Vor ein paar Tagen habe ich das Kind von der Schule abgeholt. Während wir nach Hause schlenderten, flogen Zugvögel über uns hinweg. Wir sahen ihnen nach, und als sie aus unserem Blickfeld verschwunden waren, fragte das Kind: Warum fliegen die Vögel hintereinander und nicht nebeneinander. Und warum bilden sie dabei ein V? Machen sie das, weil Vogel auch mit einem V anfängt
Die Idee ist super, hält wissenschaftlichen Erkenntnissen allerdings nicht stand.
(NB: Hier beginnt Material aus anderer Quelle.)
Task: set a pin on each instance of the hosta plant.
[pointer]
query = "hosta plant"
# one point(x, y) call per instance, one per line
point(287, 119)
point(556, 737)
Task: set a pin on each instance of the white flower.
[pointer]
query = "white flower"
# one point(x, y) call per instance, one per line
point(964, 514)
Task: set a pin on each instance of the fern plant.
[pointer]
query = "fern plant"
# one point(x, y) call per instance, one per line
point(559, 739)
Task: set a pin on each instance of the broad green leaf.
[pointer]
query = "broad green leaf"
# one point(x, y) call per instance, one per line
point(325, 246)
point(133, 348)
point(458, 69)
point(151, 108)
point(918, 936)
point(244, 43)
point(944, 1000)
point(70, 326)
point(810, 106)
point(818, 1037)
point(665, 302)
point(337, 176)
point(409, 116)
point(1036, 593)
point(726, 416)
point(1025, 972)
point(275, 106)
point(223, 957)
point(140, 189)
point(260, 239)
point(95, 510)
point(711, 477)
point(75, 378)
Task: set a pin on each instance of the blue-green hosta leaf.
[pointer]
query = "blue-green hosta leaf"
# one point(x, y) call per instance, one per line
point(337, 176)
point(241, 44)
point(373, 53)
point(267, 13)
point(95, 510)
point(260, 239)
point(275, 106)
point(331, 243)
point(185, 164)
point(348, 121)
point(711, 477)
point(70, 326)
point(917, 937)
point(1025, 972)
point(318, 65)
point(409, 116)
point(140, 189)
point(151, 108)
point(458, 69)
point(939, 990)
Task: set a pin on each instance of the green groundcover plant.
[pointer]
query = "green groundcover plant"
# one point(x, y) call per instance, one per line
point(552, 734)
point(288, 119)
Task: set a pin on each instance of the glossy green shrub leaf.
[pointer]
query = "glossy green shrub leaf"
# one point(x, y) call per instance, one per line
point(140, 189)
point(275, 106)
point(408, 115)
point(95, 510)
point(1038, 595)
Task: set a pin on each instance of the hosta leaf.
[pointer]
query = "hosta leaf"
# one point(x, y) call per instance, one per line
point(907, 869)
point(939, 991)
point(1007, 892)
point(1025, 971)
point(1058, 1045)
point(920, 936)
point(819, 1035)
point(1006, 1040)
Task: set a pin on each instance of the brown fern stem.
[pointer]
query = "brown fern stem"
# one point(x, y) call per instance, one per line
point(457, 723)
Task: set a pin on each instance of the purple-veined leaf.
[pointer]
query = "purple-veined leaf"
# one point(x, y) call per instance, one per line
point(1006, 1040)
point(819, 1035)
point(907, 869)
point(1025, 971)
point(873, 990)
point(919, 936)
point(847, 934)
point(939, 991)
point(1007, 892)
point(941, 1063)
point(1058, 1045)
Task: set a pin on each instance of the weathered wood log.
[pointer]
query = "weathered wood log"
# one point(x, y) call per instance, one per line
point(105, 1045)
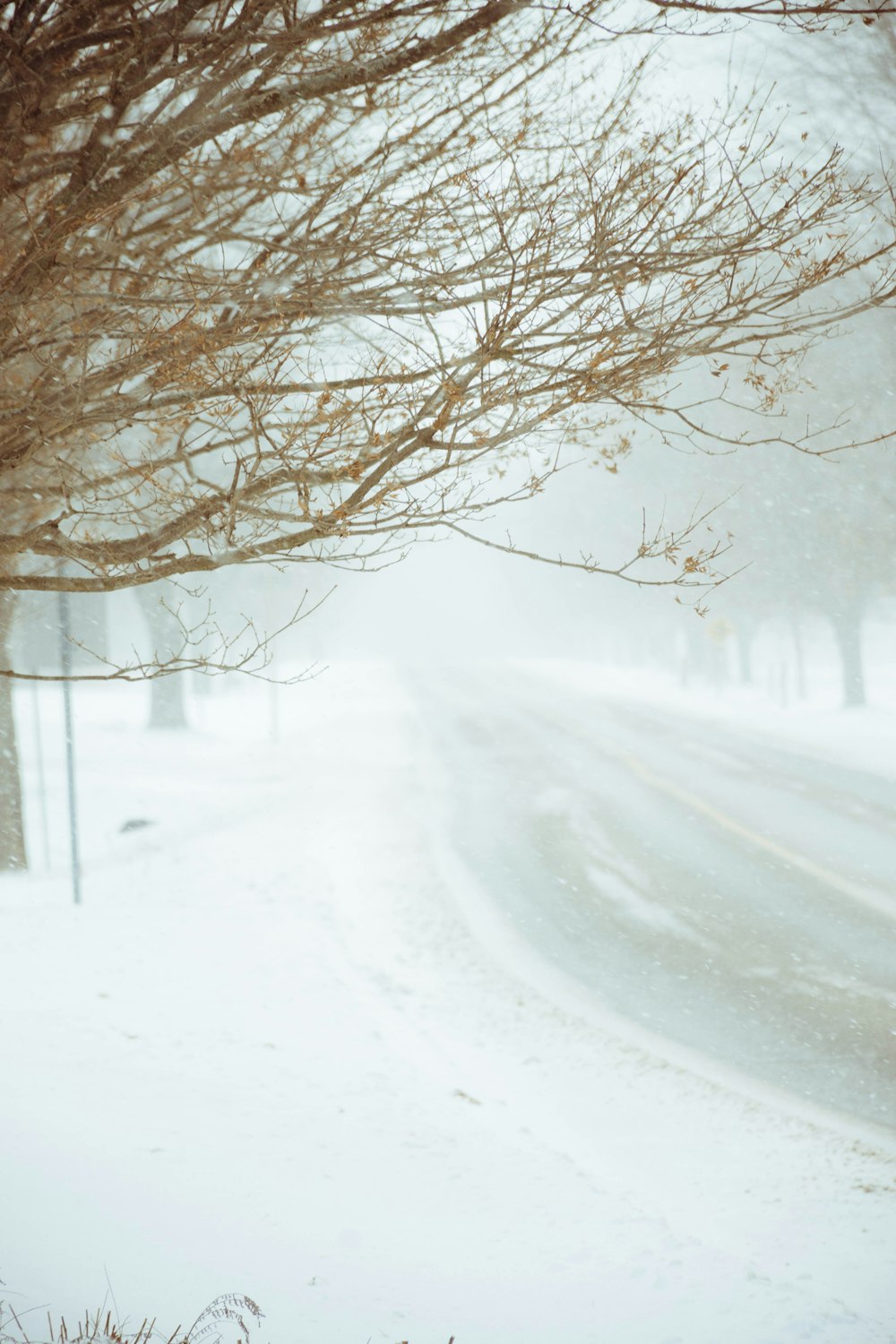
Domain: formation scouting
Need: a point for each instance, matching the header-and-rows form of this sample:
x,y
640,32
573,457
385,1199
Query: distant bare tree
x,y
301,282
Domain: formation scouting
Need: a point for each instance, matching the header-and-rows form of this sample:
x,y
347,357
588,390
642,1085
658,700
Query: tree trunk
x,y
13,840
167,703
848,631
796,629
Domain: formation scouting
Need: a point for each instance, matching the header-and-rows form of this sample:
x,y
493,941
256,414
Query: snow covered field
x,y
284,1047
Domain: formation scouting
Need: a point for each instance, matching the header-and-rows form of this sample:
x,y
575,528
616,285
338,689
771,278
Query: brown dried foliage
x,y
289,282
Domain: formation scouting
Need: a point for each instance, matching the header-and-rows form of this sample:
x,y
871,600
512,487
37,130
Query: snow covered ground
x,y
284,1047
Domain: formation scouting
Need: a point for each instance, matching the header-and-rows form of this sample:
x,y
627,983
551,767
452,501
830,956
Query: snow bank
x,y
285,1048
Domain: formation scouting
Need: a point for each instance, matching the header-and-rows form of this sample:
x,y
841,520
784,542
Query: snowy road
x,y
737,898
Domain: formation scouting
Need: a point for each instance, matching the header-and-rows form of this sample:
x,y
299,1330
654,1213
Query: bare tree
x,y
301,282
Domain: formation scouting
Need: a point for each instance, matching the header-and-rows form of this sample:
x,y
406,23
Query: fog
x,y
508,952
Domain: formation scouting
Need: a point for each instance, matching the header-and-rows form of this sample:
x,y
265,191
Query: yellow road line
x,y
877,900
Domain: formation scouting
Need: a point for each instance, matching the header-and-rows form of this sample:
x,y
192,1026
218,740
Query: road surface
x,y
732,897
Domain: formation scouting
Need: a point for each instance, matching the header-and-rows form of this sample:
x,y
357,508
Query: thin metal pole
x,y
42,781
65,659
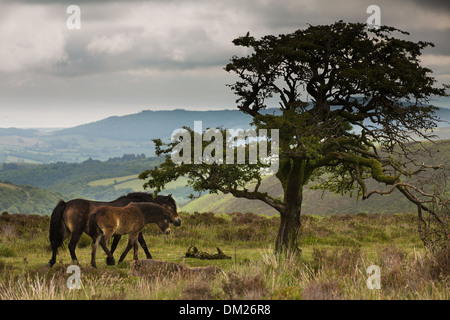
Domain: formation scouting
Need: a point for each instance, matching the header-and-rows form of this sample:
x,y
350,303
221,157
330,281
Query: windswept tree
x,y
352,101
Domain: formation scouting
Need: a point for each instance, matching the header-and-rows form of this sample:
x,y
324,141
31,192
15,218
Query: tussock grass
x,y
336,252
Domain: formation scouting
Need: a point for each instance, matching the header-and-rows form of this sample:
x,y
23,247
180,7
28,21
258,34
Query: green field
x,y
336,252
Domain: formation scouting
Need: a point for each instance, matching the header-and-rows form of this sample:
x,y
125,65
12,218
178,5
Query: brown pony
x,y
107,221
72,218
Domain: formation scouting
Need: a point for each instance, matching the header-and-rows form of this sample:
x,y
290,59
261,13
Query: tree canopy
x,y
352,100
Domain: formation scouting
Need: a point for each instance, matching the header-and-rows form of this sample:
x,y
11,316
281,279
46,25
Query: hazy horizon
x,y
131,56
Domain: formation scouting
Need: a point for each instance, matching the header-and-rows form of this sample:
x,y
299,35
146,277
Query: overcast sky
x,y
130,56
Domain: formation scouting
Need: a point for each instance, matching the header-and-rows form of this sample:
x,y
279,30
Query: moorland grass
x,y
336,252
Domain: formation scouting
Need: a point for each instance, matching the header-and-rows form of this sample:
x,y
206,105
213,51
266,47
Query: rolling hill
x,y
317,201
129,134
27,199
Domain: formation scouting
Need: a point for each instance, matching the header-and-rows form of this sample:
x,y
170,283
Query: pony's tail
x,y
57,227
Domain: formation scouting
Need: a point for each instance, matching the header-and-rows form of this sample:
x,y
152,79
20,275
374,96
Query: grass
x,y
336,252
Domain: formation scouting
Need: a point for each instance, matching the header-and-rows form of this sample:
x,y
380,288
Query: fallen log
x,y
153,268
193,252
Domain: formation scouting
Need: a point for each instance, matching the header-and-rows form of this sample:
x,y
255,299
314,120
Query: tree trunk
x,y
290,218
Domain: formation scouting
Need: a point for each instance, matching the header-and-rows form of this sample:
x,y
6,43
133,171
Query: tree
x,y
352,102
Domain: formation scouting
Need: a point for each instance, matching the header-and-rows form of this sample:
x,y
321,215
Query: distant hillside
x,y
316,201
73,179
129,134
27,199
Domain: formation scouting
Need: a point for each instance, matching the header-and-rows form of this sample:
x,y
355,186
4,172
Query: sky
x,y
130,56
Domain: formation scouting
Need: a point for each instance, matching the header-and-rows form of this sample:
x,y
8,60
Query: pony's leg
x,y
116,240
136,248
109,259
94,246
76,235
52,261
144,245
132,241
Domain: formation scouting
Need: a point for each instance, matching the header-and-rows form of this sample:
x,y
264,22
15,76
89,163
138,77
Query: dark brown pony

Meine situationsbedingte, kindgerechte Erklärung für das Vogel-V lautete kurz und knapp: Das ist ähnlich wie beim Radrennen. Die hinteren Fahrer nutzen den Windschatten und sparen dadurch Energie. Für sie ist das dann weniger anstrengend. Nach einer Weile werden die Plätze getauscht und dann muss mal ein anderer nach vorne und den anstrengenderen Part übernehmen. Das Kind war zufrieden, doch mir ließ die Frage keine Ruhe mehr. Wie genau funktioniert das wirklich bei Vögeln?
Die Theorie
Ich bin ja nicht die Erste, die diese Frage umtreibt. Wie Vögel sich in Schwärmen organisieren, ist Gegenstand vieler Forschungen. Für das Vogel-V gab es bisher Modelle, mit deren Hilfe die aerodynamischen Vorteile ermittelt wurden. Ihnen zufolge verbrauchen die Vögel in der Formation (so sie nicht an erster Stelle fliegen) 20 Prozent weniger Energie als Tiere, die alleine unterwegs sind oder außerhalb des „Vs“ fliegen. Angesichts der großen Strecken, die Zugvögel zurücklegen, ist es denn auch schlau, mit der Kraft Haus zu halten.
Die Praxis
2014 erschien ein Bericht in der Fachzeitschrift „Nature“, der ein erstaunliches Experiment beschreibt. Forscher der Universität London begleiteten 14 Waldrappen (Ibis-ähnliche Vögel, die in Mitteleuropa so gut wie ausgestorben sind) in einem Leichtflugzeug auf ihrem Weg ins Winterquartier. Die dabei gewonnenen Daten und entstandenen Filmaufnahmen belegten erstmals, dass sich Zugvögel an ihrem Vordervogel orientieren und ihre Flügelschläge synchronisieren, um möglichst energiesparend zu fliegen. Dabei nutzen sie die Aufwinde, die durch den Flügelschlag des Vordervogels entstehen. Fliegen sie zu dicht hinter ihm, geraten sie in die Abwinde, die beim Senken der Flügel entstehen. Durch Verwirbelungen an den Flügelspitzen entstehen aber auch Aufwinde, die sich die Vögel zunutze machen. Sie sind bei einer um 45 Grad versetzten Position zum Vordermann und einem Abstand von ungefähr 1,20 Meter zu ihm am stärksten. Geraten die Vögel während des Fluges „aus dem Takt“, steuern sie sofort gegen und nehmen erneut die Idealposition ein.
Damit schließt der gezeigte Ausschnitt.